The Courts will take a case by case approach and should not seek to punish the parties because of their illegal activities – that would be a matter for the criminal courts. Adopting that approach means we cannot be certain how a Court will treat a particular contract, however the Court will always have the same considerations in mind.
The Court’s primary consideration will be how best to serve the public interest. It will focus on three factors: (a) the reason the activity is illegal or against public policy and how to deal with the contract to best serve that reason; (b) any public policy which may be impacted by its decision; and (c) whether dealing with the contract in a particular way is a proportionate response to the illegality.

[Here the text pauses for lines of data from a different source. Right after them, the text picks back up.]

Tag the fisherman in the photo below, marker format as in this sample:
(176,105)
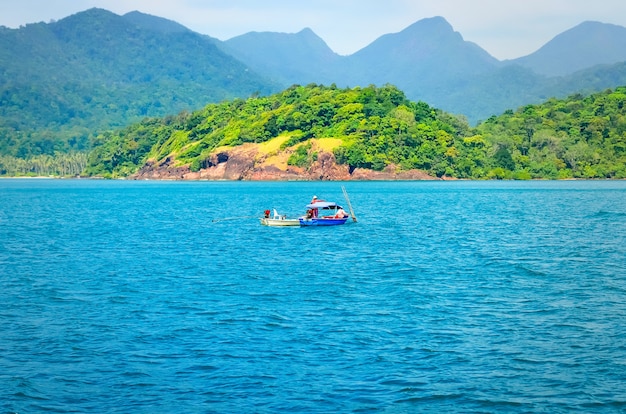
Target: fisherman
(341,213)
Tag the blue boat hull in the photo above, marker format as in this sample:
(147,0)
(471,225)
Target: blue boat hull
(322,221)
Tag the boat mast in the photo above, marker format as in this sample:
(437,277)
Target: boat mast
(345,194)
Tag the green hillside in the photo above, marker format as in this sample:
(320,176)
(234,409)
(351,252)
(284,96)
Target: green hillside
(579,137)
(61,82)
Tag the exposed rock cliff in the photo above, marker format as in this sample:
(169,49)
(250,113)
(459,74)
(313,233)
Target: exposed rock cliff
(250,163)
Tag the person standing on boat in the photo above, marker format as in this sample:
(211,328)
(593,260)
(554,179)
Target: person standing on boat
(314,210)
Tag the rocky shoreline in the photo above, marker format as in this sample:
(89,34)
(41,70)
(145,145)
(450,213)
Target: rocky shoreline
(238,165)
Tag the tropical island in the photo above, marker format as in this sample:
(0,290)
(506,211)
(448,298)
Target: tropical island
(141,97)
(317,132)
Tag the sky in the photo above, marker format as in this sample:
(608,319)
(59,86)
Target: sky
(507,29)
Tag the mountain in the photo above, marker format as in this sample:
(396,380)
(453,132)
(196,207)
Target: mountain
(431,62)
(95,70)
(425,52)
(300,58)
(586,45)
(62,82)
(318,132)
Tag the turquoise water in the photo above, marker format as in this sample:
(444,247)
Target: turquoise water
(163,297)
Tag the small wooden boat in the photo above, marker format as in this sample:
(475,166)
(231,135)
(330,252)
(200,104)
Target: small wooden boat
(278,220)
(324,213)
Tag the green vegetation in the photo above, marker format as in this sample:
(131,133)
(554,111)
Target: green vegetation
(579,137)
(379,128)
(62,83)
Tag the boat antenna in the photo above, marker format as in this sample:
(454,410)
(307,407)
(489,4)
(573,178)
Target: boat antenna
(345,194)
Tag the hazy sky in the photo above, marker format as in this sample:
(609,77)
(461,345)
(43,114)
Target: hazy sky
(505,28)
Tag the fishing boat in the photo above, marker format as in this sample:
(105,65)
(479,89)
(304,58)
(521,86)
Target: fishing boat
(323,213)
(278,220)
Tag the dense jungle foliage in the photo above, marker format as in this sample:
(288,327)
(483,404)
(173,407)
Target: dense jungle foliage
(62,83)
(579,137)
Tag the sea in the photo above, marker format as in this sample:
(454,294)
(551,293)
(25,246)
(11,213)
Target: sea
(444,296)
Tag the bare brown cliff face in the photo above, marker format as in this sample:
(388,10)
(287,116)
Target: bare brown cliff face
(245,163)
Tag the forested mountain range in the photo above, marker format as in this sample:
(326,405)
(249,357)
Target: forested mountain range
(433,63)
(378,129)
(61,83)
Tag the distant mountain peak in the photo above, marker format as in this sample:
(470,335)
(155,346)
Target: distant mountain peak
(159,24)
(587,44)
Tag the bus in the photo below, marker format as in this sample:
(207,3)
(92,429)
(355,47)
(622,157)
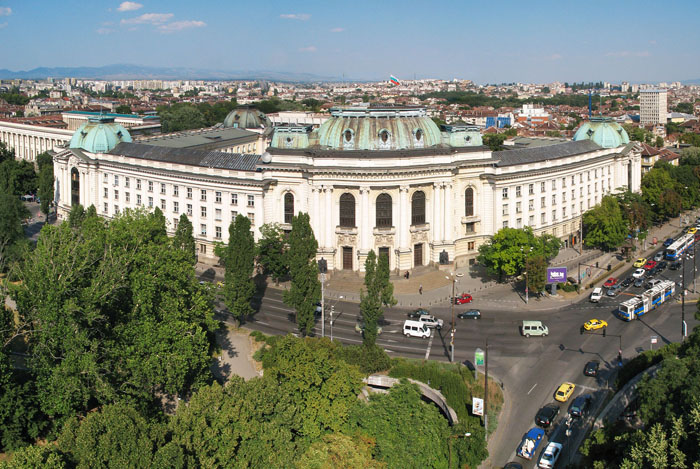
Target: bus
(676,250)
(650,299)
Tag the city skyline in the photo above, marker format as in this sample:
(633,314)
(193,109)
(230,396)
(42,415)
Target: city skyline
(543,42)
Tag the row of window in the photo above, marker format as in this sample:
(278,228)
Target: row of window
(531,187)
(218,195)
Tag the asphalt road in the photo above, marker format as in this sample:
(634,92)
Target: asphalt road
(530,368)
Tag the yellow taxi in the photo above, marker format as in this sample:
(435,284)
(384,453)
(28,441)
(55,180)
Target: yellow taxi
(593,324)
(564,392)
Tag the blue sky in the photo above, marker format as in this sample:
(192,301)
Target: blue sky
(486,41)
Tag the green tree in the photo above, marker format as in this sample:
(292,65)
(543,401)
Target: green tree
(184,238)
(272,251)
(239,262)
(305,288)
(604,226)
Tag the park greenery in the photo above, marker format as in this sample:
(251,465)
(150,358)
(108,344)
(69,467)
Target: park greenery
(669,412)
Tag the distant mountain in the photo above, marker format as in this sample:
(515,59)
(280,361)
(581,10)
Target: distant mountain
(138,72)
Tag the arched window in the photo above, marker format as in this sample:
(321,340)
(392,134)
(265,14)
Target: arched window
(469,202)
(347,211)
(384,211)
(288,207)
(418,208)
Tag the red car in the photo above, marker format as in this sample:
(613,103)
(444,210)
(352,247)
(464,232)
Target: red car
(611,282)
(463,298)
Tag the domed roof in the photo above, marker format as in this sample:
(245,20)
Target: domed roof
(99,135)
(603,131)
(377,129)
(247,118)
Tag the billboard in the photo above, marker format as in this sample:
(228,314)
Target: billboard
(556,275)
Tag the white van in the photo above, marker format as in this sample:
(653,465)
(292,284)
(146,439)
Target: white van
(534,328)
(415,329)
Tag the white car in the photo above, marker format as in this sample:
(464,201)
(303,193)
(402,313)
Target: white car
(550,455)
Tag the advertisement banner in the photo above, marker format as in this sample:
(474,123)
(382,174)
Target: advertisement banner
(556,275)
(477,406)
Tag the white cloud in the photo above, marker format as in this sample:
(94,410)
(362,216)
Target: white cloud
(129,6)
(180,25)
(627,53)
(149,18)
(296,16)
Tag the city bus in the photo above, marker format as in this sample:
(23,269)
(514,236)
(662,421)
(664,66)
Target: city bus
(650,299)
(676,250)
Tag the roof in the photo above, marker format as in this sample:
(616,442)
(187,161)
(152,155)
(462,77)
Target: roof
(544,153)
(207,159)
(200,137)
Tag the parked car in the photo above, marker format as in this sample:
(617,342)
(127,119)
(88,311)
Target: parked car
(564,391)
(594,324)
(610,282)
(549,456)
(418,313)
(463,299)
(546,415)
(591,368)
(580,405)
(470,313)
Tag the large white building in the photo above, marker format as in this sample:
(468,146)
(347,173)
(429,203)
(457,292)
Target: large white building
(653,106)
(384,179)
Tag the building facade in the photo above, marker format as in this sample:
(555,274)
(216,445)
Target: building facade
(387,180)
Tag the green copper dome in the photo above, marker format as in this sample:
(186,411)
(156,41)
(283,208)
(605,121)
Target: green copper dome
(99,135)
(603,131)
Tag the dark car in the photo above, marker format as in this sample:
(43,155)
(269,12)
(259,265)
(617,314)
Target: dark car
(545,417)
(418,313)
(470,313)
(580,405)
(591,368)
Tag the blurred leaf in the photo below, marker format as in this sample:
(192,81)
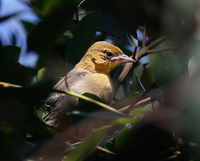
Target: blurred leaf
(123,138)
(139,111)
(168,65)
(116,27)
(11,52)
(11,70)
(105,150)
(40,75)
(98,114)
(140,86)
(147,78)
(84,35)
(124,121)
(2,19)
(28,26)
(88,145)
(44,34)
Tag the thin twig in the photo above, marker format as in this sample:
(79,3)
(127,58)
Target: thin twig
(151,38)
(161,50)
(144,36)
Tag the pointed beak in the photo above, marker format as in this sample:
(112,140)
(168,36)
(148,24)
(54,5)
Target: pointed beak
(122,59)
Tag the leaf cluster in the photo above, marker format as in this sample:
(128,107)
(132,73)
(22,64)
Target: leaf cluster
(155,113)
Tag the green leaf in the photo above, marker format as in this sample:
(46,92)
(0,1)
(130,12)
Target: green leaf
(140,86)
(88,145)
(123,138)
(2,19)
(10,70)
(84,35)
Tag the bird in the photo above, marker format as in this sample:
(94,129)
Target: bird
(90,75)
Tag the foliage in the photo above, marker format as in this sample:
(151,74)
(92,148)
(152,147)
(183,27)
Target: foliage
(155,114)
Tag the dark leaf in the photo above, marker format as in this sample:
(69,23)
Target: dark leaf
(110,24)
(88,145)
(83,37)
(43,35)
(140,86)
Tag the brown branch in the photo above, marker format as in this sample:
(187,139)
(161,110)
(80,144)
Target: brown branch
(144,36)
(122,76)
(161,50)
(151,38)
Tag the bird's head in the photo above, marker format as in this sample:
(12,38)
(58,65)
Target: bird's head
(103,57)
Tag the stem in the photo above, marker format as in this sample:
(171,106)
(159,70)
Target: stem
(151,38)
(160,50)
(144,36)
(71,93)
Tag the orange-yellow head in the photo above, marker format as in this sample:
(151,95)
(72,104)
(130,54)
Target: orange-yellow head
(103,57)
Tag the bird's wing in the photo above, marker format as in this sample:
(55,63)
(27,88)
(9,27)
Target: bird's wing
(60,103)
(66,82)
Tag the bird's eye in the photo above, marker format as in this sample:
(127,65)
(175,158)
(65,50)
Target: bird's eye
(109,54)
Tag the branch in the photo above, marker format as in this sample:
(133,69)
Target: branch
(71,93)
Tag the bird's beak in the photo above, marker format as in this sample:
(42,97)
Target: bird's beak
(122,58)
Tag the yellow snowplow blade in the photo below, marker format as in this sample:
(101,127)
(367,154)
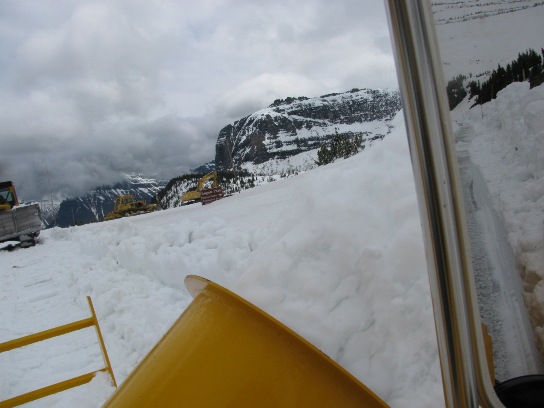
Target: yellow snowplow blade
(225,352)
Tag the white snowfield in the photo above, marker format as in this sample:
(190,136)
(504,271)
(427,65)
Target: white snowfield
(509,151)
(335,253)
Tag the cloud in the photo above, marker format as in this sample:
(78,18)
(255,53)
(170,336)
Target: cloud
(95,89)
(259,92)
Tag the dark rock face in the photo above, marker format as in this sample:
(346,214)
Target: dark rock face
(295,125)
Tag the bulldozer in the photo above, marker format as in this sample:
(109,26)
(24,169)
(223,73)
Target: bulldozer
(196,195)
(18,222)
(127,206)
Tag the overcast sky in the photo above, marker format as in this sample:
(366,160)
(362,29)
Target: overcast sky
(90,90)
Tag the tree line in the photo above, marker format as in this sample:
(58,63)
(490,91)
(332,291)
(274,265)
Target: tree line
(527,67)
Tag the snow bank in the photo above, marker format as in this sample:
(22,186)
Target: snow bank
(335,253)
(509,150)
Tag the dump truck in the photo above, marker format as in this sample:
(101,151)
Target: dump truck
(20,223)
(127,206)
(212,194)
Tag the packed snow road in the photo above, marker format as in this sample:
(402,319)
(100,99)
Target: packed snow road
(498,284)
(335,253)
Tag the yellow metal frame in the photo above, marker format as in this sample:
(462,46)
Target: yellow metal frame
(225,352)
(48,334)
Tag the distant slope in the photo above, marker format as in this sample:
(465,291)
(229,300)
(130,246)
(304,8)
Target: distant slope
(482,24)
(93,206)
(296,125)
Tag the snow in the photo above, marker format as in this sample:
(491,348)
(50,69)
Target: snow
(507,147)
(335,253)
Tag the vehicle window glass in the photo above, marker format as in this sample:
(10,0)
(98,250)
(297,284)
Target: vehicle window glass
(493,75)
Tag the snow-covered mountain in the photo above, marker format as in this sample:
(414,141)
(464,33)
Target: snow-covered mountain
(93,206)
(347,272)
(293,126)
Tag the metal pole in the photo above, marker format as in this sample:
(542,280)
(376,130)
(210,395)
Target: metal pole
(460,340)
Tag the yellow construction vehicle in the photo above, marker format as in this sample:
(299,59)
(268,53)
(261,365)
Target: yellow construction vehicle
(127,206)
(195,195)
(18,222)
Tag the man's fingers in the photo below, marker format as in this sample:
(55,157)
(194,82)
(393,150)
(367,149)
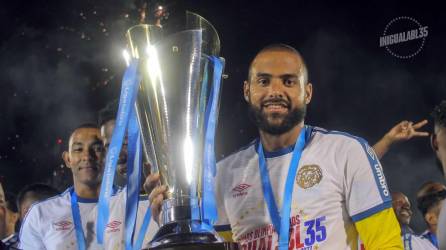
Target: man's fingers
(156,192)
(420,134)
(420,124)
(151,181)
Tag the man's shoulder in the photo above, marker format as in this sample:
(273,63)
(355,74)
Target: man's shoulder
(337,140)
(52,205)
(340,136)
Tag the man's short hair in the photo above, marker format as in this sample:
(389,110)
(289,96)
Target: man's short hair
(287,48)
(10,202)
(439,114)
(108,112)
(40,190)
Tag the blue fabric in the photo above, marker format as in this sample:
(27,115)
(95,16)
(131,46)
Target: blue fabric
(431,237)
(209,209)
(133,178)
(281,221)
(142,231)
(80,237)
(371,211)
(129,89)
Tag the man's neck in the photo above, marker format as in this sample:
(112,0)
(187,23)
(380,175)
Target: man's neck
(87,191)
(433,229)
(272,142)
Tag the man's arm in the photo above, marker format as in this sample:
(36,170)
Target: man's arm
(380,231)
(403,131)
(30,237)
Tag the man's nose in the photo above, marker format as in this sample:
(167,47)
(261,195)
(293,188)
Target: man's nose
(276,87)
(88,155)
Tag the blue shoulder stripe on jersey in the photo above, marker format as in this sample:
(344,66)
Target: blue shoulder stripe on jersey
(287,150)
(222,228)
(86,200)
(374,163)
(371,211)
(143,197)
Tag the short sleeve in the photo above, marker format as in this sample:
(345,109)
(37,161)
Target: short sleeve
(30,233)
(365,185)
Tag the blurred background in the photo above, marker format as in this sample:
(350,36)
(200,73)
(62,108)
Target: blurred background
(60,62)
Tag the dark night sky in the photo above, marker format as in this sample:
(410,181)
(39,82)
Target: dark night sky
(61,61)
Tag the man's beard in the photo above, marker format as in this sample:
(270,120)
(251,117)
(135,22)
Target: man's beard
(439,165)
(260,119)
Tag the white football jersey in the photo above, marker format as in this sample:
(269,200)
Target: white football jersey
(49,224)
(441,230)
(339,181)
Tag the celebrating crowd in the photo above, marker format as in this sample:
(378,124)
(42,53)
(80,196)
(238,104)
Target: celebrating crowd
(294,187)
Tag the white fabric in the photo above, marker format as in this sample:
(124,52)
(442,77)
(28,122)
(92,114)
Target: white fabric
(342,182)
(49,224)
(441,230)
(420,243)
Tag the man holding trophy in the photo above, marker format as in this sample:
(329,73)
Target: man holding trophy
(298,186)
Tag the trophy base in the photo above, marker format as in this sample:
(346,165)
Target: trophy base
(179,235)
(200,246)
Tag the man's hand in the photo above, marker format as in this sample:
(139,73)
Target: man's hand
(157,193)
(403,131)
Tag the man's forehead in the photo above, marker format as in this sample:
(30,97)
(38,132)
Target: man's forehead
(107,128)
(83,135)
(268,61)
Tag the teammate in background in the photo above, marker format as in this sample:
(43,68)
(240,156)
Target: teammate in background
(438,142)
(430,197)
(2,216)
(339,190)
(403,211)
(403,131)
(33,193)
(106,119)
(12,216)
(53,224)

While most contracts will be formalised in a single document and signed, there is no requirement for an agreement to be in that form for it to be a contract.
Provided an offer has been accepted, some form of payment (which can be in goods or services) has been agreed, the terms of the agreement are clear and unambiguous and the parties intend to be legally bound by them, a contract will have been formed. The content of an exchange of emails can, therefore, be sufficient for a contract to be formed and for the terms agreed to be enforceable.
However, when emails are exchanged the language used is often informal and, therefore, potentially ambiguous. The parties may also have forgotten or not addressed key terms, if they have not come up in the course of correspondence.
You will be in a more certain position if the terms of the agreement have been distilled into one document. The document does not have to have been signed to be enforceable, particularly if the parties have followed the terms of the document in the conduct of their professional relationship. However, a signed document is always preferable as it will be easier to prove that the parties intended to be bound by the terms in the contract, and what those terms are.
A small point in relation to cancellation: contracts that have been entered into remotely (for example by email) attract a longer cancellation period. Under consumer rights law, customers have 14 days in which to change their mind about a contract they have entered into remotely. After that time they will become bound by the terms of the contract including those relating to its cancellation.